Git Product home page Git Product logo

pythonlibs's Introduction

#README file for PYTHONLIBS repo#

This repository includes a bunch of Python libraries used by my other repos, or generally useful (or at least, I think so).

It is gradually narrowing in scope, to mainly be pluggable subclasses that (imho) improve on standard Python libraries.

##Highlights##

  • BlockFormatter.py: A very basic Markdown-aware formatter to use with Python argparse. This version basically preserves breaks and blank lines for paragraphs and lists. A forthcoming version will do inlines too.

Many items in this repo also have Perl versions in [https://github.com/sderose/PERLLIBS].

Several items here have moved or will be moving to [https://github.com/sderose/XML] or other neighboring repos.

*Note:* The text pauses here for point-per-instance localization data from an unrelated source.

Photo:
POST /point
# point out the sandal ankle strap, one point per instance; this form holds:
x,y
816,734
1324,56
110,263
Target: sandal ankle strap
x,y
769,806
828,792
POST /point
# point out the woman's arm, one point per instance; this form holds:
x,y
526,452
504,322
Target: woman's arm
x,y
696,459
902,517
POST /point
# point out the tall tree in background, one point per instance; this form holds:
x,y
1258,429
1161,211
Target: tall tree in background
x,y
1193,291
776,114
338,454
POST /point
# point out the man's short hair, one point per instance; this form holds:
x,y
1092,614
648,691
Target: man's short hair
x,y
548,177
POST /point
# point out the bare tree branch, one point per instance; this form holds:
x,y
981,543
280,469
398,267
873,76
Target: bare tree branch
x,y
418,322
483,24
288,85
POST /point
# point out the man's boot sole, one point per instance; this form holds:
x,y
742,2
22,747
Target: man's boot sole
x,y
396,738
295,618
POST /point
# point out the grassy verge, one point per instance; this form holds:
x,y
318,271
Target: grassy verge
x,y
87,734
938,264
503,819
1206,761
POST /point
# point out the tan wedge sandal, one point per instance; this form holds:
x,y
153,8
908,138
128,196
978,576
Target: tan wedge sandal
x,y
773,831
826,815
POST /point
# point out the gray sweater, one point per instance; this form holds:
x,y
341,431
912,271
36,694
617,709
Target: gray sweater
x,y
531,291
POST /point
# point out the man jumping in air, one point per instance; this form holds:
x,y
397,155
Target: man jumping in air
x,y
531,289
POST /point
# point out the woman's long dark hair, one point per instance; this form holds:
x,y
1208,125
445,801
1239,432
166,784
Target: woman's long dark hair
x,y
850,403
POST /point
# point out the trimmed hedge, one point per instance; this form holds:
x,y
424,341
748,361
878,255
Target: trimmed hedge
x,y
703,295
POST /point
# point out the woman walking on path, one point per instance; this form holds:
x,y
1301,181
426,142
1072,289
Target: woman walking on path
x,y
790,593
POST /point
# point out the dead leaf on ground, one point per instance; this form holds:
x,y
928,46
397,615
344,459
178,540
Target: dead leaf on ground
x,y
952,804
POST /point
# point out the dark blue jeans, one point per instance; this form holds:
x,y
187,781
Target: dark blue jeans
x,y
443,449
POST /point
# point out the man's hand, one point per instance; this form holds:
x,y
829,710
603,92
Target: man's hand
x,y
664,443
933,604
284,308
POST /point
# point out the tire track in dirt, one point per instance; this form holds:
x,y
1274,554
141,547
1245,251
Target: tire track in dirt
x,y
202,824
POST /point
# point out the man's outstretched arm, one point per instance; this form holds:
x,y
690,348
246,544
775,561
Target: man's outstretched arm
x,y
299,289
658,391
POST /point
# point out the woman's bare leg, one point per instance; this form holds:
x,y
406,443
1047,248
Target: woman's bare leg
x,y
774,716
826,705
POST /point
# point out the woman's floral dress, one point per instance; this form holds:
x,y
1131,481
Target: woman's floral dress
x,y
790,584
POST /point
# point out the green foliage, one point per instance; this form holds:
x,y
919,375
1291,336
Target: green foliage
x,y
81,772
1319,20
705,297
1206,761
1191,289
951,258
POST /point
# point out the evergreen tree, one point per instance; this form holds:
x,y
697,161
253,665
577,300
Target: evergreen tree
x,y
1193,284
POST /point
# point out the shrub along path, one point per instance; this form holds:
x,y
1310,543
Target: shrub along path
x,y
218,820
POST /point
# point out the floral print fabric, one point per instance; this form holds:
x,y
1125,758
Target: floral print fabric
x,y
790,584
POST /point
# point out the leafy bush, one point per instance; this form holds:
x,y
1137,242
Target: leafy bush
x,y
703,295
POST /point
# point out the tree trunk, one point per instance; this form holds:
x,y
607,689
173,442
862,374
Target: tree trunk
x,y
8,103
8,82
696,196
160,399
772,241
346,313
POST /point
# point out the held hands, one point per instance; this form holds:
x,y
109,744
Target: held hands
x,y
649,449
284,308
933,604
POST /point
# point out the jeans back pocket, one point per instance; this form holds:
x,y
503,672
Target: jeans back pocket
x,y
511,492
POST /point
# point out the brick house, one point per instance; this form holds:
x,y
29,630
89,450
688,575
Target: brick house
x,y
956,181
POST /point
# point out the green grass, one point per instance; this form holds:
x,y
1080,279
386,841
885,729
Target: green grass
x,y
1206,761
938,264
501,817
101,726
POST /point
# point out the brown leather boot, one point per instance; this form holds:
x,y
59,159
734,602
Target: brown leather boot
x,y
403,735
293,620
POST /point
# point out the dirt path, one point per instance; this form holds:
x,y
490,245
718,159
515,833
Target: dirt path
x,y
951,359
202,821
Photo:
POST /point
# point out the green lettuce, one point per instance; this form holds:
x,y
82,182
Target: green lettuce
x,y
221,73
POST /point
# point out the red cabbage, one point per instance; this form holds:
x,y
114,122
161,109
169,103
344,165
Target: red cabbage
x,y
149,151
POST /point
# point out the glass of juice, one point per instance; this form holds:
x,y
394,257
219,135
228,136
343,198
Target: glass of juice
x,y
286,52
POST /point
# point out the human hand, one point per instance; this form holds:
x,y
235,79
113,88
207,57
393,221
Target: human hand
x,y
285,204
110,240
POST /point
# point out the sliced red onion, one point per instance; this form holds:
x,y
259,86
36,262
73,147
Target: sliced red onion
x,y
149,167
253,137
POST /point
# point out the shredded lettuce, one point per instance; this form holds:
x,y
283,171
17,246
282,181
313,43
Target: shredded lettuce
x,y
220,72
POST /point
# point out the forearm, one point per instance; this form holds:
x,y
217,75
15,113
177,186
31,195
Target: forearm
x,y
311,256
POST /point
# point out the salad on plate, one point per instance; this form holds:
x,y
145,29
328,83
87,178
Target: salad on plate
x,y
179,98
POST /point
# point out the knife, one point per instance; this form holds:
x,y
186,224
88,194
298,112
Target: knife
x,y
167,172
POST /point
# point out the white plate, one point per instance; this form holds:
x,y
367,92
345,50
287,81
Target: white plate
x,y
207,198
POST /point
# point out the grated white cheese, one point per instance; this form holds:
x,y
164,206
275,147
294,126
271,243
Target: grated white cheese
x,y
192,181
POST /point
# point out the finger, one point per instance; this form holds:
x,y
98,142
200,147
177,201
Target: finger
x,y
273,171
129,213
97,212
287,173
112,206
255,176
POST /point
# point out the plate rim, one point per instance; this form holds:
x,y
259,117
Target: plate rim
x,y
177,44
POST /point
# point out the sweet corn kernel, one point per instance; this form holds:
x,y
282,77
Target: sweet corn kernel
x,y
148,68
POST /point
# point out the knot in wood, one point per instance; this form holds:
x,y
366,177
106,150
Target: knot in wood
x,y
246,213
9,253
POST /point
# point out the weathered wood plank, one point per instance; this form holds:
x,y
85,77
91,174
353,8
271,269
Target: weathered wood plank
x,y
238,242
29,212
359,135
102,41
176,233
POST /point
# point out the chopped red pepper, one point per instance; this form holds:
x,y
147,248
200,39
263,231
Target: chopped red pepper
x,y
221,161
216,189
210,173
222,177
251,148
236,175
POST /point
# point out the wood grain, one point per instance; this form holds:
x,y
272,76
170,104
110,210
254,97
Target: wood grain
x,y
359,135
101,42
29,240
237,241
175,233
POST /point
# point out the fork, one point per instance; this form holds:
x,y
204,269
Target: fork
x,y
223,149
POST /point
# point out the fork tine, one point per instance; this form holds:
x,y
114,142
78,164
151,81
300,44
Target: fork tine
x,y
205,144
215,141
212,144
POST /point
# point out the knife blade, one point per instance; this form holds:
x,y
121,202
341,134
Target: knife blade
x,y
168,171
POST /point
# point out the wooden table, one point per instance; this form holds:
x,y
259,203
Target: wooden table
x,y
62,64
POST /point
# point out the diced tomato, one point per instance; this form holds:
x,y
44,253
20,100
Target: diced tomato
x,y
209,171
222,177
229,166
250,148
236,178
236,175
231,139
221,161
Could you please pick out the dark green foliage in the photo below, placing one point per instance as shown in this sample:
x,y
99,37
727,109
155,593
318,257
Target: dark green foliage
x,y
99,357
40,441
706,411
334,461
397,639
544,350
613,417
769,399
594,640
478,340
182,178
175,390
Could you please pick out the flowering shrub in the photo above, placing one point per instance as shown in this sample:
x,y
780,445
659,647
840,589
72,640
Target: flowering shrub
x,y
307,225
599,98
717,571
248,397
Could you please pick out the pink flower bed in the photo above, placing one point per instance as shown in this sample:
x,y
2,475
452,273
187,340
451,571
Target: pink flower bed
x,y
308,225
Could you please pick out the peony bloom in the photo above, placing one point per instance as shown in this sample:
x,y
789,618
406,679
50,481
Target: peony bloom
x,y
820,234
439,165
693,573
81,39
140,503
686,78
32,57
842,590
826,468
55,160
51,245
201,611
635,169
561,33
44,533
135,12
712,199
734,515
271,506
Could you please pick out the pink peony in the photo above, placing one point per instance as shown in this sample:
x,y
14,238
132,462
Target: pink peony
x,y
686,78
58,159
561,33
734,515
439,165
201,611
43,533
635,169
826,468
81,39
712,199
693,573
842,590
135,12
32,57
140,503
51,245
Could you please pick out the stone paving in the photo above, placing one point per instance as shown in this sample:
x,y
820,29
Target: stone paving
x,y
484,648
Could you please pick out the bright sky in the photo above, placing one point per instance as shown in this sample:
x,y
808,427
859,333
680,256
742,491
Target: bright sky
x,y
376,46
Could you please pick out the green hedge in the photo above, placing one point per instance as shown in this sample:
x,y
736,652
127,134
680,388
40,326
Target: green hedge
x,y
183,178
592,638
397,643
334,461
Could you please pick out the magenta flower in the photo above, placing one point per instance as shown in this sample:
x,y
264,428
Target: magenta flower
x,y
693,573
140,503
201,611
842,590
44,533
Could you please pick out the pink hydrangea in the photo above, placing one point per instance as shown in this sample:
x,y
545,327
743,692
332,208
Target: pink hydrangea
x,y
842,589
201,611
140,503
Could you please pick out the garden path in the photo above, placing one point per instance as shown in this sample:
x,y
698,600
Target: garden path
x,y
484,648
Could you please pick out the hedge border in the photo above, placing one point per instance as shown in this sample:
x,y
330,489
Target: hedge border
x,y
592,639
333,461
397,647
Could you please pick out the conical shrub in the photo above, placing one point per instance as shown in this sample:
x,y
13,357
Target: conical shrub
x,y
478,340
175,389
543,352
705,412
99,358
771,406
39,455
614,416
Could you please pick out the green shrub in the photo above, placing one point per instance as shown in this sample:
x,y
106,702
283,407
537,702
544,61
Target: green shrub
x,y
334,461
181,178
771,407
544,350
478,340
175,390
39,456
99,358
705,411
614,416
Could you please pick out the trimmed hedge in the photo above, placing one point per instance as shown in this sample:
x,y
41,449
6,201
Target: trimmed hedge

See the end of this README for more information.

  • fsplit.py: Like Python's csv class, but many more features and capabilities.

  • PowerWalk.py -- A considerably more flexible version of os.walk.

  • argparsePP.py: A set of extensions to Python's argparse, supporting several additional datatypes (probability; XSD types; number in user's choice of octal, hex, or decimal; regex restrictions, etc. Also provides easy creation of both positive and negative sides for Boolean options, or promoting the choices of enum options to their own options; and case-ignoring.

  • CharDisplay.py: Show a lot of information about any Unicode code point.

##Short descriptions##

("meh" below indicates the item is unfinished or imho uninteresting)

  • BlockFormatter.py -- a drop-in replacement for the argparse formatters. Python's default one wraps everything into one massive blob of text; and its "Raw" one does no wrapping at all. BlockFormatter handles rudimentary but very common conventions:

** blank lines are retained (say, between paragraphs) ** indented lines, or lines starting with , #, =, etc. keep the newline and whitespace before them. ** unindented lines get wrapped together with the preceding line, and the whole block is indented to match the first line's indent (if any). ** by default, a 2-column hanging indent is adde to non-first lines of indented blocks (beyond the indentation expressed by their first line). This is so that list items flagged by "" etc have clearer boundaries. ** The whole thing is wrapped to the current window width.

Try it, it makes argparse help much better. Also see BlockFromatterPlus, which adds support for inline markup and in-terminal bold, italic, and other capabilities; as well as MarkupHelpFormatter, which is still in development but has even more flexible formatting.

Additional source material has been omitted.